Under the Field Artillery Rationalisation Plan, the army plans to procure 3000 to 3600 pieces of artillery, at a cost of US$3 billion. This includes purchasing 1580 towed, 814 mounted, 180 self-propelled wheeled, 100 self-propelled tracked and 145 ultra-light 155 mm/52 calibre artillery guns.

Ultra-light Howitzers 
After three years of searching and negotiations, India ordered M777 155  ultra-light howitzer from USA in September 2013.

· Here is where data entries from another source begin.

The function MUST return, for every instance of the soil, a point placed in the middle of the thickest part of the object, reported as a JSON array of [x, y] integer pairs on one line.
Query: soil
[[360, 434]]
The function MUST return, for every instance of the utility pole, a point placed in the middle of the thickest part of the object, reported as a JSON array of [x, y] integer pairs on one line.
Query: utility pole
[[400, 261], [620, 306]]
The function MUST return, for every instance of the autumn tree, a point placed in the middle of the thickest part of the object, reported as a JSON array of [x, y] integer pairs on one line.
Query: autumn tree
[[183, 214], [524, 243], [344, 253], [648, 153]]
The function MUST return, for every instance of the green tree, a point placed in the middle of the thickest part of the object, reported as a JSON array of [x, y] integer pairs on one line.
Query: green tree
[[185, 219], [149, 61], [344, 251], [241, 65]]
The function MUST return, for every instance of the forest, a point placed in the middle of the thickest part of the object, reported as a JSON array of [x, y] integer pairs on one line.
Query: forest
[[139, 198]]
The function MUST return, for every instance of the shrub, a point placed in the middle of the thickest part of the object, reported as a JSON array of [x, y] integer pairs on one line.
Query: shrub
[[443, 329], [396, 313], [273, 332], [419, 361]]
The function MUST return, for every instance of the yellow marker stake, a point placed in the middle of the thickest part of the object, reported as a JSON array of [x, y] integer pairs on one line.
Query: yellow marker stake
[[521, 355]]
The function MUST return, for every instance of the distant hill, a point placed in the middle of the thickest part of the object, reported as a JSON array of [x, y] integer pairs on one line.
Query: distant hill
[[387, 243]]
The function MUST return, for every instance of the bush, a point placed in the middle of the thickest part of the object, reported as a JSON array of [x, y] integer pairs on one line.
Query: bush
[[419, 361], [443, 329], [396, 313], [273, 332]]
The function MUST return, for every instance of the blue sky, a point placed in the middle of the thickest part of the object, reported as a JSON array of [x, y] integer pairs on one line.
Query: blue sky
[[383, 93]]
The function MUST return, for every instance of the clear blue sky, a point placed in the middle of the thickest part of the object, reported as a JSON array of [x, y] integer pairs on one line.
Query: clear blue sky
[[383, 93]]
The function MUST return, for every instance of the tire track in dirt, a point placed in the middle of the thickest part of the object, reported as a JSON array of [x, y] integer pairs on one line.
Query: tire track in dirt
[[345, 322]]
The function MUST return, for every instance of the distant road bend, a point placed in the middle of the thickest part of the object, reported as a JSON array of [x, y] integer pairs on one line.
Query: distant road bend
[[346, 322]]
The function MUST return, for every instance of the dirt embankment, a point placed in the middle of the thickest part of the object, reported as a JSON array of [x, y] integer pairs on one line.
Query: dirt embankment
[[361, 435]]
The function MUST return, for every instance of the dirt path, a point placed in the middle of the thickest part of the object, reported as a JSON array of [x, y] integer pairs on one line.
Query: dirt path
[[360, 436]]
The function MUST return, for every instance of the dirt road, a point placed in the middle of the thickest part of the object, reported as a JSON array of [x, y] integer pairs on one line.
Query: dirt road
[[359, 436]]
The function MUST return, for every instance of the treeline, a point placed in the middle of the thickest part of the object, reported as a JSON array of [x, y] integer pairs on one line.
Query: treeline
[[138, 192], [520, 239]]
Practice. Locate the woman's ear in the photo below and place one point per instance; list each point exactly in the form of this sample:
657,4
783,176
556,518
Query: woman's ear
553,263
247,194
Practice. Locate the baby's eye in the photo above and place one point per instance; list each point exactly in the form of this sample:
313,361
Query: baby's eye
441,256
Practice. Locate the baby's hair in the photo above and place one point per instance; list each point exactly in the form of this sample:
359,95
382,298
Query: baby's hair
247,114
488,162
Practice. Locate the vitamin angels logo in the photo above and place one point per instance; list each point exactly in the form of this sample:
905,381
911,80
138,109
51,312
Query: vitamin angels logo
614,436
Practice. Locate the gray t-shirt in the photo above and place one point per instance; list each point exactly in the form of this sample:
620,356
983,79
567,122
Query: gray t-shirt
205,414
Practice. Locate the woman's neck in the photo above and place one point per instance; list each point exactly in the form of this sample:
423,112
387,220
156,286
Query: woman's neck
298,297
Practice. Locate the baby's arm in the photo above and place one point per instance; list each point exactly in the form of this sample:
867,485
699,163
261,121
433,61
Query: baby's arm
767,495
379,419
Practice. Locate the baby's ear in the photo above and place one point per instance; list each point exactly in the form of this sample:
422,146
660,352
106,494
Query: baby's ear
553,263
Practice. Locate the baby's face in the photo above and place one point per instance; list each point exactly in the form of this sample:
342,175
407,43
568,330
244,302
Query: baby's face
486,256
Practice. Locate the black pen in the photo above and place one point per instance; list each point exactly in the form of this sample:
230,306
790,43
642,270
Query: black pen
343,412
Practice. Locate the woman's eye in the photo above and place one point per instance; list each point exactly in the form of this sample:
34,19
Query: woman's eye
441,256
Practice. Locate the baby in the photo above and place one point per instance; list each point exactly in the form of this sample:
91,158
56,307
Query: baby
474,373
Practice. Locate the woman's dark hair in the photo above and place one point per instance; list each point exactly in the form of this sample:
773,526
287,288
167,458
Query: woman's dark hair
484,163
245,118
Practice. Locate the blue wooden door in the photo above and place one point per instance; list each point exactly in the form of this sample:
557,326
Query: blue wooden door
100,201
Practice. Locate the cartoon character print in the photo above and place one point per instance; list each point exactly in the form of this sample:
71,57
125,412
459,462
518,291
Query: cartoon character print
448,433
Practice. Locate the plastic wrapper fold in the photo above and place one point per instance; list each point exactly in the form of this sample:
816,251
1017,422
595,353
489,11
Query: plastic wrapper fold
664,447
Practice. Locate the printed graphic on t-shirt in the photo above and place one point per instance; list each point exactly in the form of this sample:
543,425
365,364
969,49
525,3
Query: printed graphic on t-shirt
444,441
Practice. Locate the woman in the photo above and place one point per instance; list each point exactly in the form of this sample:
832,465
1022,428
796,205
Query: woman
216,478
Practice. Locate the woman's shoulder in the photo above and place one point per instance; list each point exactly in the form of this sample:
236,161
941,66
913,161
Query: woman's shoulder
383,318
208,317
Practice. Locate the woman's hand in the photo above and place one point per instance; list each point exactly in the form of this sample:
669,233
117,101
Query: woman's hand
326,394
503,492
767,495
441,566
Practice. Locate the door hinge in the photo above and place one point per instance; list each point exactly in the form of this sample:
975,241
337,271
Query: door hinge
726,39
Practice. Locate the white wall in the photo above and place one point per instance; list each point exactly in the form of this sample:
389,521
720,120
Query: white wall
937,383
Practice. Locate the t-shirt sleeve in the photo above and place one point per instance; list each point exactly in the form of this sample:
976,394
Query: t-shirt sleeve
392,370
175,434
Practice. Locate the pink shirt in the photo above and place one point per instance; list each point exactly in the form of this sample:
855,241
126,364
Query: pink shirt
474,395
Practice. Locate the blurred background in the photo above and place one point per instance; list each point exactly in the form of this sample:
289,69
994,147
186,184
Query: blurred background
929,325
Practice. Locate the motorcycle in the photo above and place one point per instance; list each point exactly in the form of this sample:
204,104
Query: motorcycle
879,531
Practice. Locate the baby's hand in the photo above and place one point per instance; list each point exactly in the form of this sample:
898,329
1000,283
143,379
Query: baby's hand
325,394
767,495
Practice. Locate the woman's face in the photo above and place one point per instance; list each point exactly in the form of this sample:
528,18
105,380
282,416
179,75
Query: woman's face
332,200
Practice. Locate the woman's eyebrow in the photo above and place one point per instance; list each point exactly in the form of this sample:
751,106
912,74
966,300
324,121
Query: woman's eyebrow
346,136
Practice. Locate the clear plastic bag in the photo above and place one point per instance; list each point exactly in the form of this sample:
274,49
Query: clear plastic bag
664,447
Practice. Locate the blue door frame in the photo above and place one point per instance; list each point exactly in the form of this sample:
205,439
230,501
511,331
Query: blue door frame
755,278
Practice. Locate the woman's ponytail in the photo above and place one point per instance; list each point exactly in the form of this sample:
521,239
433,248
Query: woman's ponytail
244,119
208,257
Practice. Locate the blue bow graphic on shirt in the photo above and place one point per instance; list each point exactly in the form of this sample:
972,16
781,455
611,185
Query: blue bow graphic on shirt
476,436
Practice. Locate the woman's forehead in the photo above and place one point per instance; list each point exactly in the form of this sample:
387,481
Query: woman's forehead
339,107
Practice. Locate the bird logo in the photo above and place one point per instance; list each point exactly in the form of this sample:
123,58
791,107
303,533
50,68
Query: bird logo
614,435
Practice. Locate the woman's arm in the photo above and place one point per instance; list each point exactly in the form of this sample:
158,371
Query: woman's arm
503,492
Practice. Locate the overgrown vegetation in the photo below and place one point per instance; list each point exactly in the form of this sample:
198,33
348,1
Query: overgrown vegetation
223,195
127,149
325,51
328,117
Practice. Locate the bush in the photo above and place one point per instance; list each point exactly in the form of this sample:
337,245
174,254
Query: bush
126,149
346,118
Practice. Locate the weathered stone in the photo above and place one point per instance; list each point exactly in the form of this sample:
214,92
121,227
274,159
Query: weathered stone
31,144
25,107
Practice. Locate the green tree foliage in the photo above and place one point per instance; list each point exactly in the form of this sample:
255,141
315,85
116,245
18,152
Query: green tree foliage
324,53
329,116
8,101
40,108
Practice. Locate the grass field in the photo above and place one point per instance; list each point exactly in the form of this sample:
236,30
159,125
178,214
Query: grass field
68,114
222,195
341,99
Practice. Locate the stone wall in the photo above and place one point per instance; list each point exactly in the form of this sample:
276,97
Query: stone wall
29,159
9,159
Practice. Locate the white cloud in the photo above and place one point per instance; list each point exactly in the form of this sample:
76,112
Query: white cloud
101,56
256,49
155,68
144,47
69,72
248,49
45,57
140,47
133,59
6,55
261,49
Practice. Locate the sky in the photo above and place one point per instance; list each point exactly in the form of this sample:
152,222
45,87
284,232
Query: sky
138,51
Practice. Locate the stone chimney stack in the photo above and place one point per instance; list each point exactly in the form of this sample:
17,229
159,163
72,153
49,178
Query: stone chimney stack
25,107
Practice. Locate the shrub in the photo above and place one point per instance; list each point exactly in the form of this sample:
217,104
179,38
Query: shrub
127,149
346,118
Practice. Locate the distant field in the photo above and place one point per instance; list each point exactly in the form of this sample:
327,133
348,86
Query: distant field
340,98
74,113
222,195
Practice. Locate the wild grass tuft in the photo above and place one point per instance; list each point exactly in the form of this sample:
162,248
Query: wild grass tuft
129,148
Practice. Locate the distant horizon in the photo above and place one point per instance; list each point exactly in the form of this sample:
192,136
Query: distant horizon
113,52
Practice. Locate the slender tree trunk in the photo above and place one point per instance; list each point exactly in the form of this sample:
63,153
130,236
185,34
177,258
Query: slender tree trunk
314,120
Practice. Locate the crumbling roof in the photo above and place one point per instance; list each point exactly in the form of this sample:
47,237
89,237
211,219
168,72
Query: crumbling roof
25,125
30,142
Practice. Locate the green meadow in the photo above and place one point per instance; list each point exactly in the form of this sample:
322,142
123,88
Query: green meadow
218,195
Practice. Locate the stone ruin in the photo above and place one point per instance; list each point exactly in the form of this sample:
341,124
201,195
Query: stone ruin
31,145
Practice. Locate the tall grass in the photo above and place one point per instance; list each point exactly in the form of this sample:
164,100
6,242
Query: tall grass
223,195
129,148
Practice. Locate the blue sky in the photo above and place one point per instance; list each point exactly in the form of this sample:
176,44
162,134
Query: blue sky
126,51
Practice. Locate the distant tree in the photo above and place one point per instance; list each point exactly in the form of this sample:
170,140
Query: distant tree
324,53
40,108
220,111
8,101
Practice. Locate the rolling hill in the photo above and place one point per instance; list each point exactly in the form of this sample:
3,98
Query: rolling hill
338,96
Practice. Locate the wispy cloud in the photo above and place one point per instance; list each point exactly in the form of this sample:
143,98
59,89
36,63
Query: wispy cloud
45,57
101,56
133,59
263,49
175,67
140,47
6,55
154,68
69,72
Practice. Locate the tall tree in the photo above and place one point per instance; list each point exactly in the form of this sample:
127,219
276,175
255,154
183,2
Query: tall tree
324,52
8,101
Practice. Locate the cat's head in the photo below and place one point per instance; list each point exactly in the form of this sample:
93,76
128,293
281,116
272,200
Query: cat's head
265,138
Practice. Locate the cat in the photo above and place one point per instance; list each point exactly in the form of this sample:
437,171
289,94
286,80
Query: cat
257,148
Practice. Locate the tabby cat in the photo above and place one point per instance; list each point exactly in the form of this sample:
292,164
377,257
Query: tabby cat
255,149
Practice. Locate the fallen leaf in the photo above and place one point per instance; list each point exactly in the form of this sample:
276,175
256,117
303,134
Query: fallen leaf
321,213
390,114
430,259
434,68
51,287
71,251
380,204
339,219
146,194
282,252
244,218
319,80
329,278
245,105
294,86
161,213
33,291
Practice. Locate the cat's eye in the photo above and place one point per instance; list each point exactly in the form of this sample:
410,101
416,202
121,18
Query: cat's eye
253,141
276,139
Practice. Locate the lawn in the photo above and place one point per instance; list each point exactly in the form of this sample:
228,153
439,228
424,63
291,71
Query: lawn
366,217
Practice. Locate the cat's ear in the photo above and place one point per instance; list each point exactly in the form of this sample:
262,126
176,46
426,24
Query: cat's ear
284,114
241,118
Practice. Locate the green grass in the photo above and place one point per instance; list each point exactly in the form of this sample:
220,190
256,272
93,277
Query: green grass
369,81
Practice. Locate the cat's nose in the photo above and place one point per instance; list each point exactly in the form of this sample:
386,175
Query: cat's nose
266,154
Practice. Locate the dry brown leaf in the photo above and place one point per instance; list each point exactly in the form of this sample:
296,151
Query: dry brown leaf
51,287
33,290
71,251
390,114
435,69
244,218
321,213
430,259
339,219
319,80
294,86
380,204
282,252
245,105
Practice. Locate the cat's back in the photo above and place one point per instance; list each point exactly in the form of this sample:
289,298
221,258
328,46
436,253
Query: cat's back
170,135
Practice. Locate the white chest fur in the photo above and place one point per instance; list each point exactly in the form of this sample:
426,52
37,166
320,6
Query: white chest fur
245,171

The Indian Army first announced plans to acquire 145 guns for , but purchase plans were overtaken when the procurement process was restarted in July 2010. India's Ministry of Defence cleared the proposal for buying 145 guns for US$660 million on 11 May 2012 through the US Government's Foreign Military Sales (FMS) process. This was put up before the Ministry of Finance for clearance and will subsequently be taken up by the Cabinet Committee on Security for final approval. On 2 August 2013, India requested the sale of 145 M777 howitzers for US$885 million. On 24 February 2014 the purchase was again postponed. On 11 May 2014 the purchase was cleared by India's Ministry of Defence. On 11 July 2014, the Government of India announced that it would not order the guns because of cost issues. On 22 November 2014, the selection process was restarted under the "Make In India" program. On 13 May 2015, the Ministry of Defence approved ₹29 billion (₹2,900 crore) to buy 145 M777 ultralight howitzers from the US. On 15 December 2015, the Indian Ministry of Defence said it was keen on placing a follow-up order of 500 more M777 guns.

On 26 June 2016, it was announced that 145 guns will be purchased by India for US$750 million. On 30 November 2016 Indian government completed the deal to buy 145 howitzers from the US. The deal was completed in December 2016. Under the agreement, BAE Systems supplied 25 ready-built howitzers, while 120 guns were manufactured in India by Mahindra Defence Systems Limited.

The Indian Army received its first shipment comprising two howitzers on 18 May 2017 in New Delhi from United States in ready to use condition. It was reported that on 2 September 2017, the barrel of one of the howitzers was damaged while firing during calibration trials. The Indian army used the M777 howitzer in the Himvijay exercise in Arunachal Pradesh which involved the newly raised integrated battle groups.

A total of 7 artillery regiments are planned, each of 18 guns. The first regiment is planned to be raised by end-2020 with 15 guns supplied by BAE systems and three guns supplied by Mahindra Defense Systems Limited.

In July 2020, in the wake of escalating tension with China in light of hostile Chinese posturing, particularly on the border between the Union Territory of Ladakh and Chinese-occupied Tibet, further purchases of Excalibur shells were announced by the Indian Ministry of Defence.